9. All that being said, the last and perhaps most important factor in good health is: letting go of the judgment of others. No more commenting on celebrities' bodies (unless you want to just acknowledge how great they look). No more body shaming. No more judging your family member or friend or neighbor for their diet/exercise habits (however strict or loose). Just stop telling people what to do with their bodies. Our health is interwoven with our genetics, our media consumption, our friends, and our psychology. No one on this entire earth has perfect health or all the answers, and new research is constantly changing the game. When you release judgment of others, you help release judgment of yourself-- which is such a crucial part of #6 (see above).


Just My Take

This is only one perspective, but it might be more valuable in context:

I'm a 33-year-old woman and my body is as capable as it ever was in my 20's or earlier. I feel more in tune with my art and ability than ever. My skin is clear and low maintenance. My energy is pretty solid throughout the day; I have no problems waking up early or having sporadic bed times. I can regulate pretty fast after long travel days. I have no injuries or chronic pain and haven't taken a single painkiller in 4 years. I can have 1 or 2 drinks with no major consequences (5+ drinks, though and the hangover is malicious), but I don't crave alcohol and probably only drink once or twice a week. My stamina is good. My memory is decent and in recent days, with a lot more breath work and meditation and a much less punishing work schedule, my focus has been pretty sharp. I rarely feel dehydrated or lethargic. My fitness levels are solid and my heart feels strong. I haven't felt truly sick in almost two years, and before then I might have caught a cold or flu once a year. My period cycle is like clockwork with the moon and I don't get cramps or consistent PMS. I haven't had a psoriasis break out in over a decade, an asthma attack in nearly 5 years. Other people mention their health declining in their 30's--my health has only improved, and in really cool, nuanced ways: I feel more efficient, lighter, more effortless. I feel more in tune.

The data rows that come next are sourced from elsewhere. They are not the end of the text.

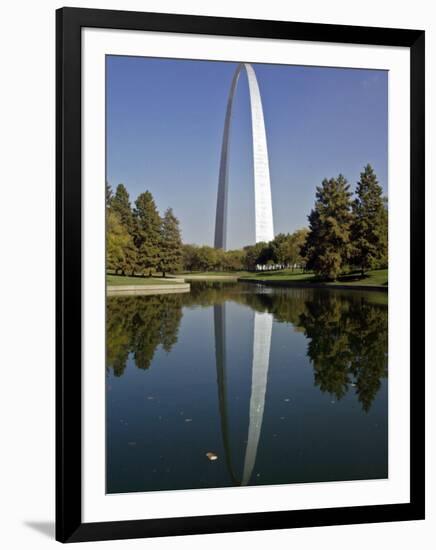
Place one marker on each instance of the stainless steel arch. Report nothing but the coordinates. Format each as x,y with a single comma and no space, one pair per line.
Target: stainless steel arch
262,184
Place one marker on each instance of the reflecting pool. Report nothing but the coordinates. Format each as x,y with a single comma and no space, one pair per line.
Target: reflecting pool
237,384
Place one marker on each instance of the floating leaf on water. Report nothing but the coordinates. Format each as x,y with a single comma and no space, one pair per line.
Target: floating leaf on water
211,456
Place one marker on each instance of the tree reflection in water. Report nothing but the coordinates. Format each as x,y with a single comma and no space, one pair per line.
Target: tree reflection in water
347,332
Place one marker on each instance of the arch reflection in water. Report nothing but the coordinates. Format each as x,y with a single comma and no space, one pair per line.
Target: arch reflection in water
301,399
259,377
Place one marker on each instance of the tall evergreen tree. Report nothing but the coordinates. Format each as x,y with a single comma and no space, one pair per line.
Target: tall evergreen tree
119,244
328,245
147,233
109,195
369,228
171,243
120,204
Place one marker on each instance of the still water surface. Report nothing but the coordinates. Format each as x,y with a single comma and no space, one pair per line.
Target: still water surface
274,385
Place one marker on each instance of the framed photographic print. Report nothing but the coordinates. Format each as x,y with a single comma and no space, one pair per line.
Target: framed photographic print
240,303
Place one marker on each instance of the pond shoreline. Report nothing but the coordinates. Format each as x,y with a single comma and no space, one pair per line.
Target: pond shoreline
137,290
296,284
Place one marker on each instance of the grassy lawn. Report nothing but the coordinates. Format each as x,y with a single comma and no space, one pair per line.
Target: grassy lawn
118,280
377,277
206,274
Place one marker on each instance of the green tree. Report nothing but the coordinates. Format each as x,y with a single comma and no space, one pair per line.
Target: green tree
109,195
170,244
328,245
256,254
189,257
147,233
119,244
286,249
120,204
369,228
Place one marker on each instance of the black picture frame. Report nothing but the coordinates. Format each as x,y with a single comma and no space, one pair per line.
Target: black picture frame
69,22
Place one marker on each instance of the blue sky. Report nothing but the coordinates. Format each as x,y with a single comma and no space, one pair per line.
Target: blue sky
164,129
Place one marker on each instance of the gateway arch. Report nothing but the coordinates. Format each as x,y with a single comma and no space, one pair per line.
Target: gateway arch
262,185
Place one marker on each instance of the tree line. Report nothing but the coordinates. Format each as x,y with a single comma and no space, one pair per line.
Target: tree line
138,240
345,233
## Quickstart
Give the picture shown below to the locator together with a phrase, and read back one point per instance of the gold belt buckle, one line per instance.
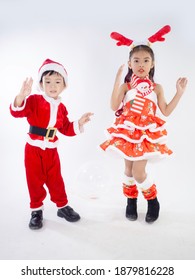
(49, 130)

I don't take any supplements (sometimes I try to start but forget after a few days). I don't count calories. I love the things I eat and I let myself have treats all the time. I eat how I feel like eating: sometimes it's a huge vegan taco feast; sometimes it's a massive salad; sometimes it's more than half of an extra large pizza with plain old cheese. Whatever it might be, I let myself really enjoy it.

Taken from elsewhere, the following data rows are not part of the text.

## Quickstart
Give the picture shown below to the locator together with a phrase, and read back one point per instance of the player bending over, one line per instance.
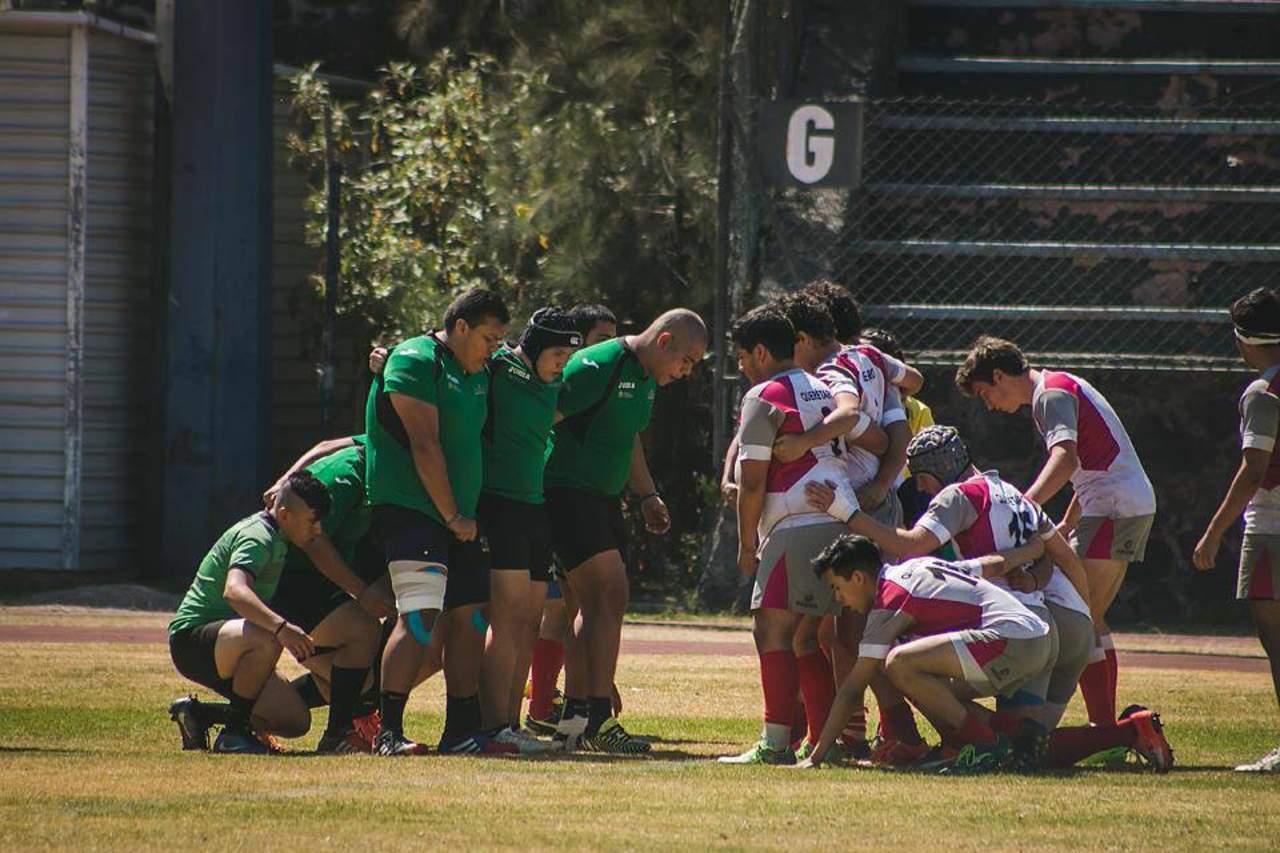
(1255, 491)
(227, 638)
(778, 533)
(1114, 503)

My mental health is in pretty decent shape too. Though never perfect and often emotional in big indescribable sweeps, I'm pretty level headed, pretty grounded in self awareness and optimism, pretty open to discussions and new experiences wherever I go. I'm at the point where I can calmly observe when I'm triggered or operating out of 'fear mode' and either step out of it or let it pass, unjudged. I feel wiser, and yet more open to truly learning, than ever. I actively work to not tie my mood and overall worth to post likes or blog views or resume credits, or any outer world 'accomplishments'.


All this health flexin' isn't written to brag or trigger you. I'm just sharing one set of experiences. A lot of people see me as strict in diet or exercise, but the truth is I just curate a happier relationship with my health and do what feels good to me--it's cheaper, less stressful, and more satisfying.


The point is, only YOU can really figure out the answer to the title question, so just relax and be open to what your body has to say. Prop it up, give it a little gratitude and faith in its own strength, and you might feel like you can achieve or overcome anything.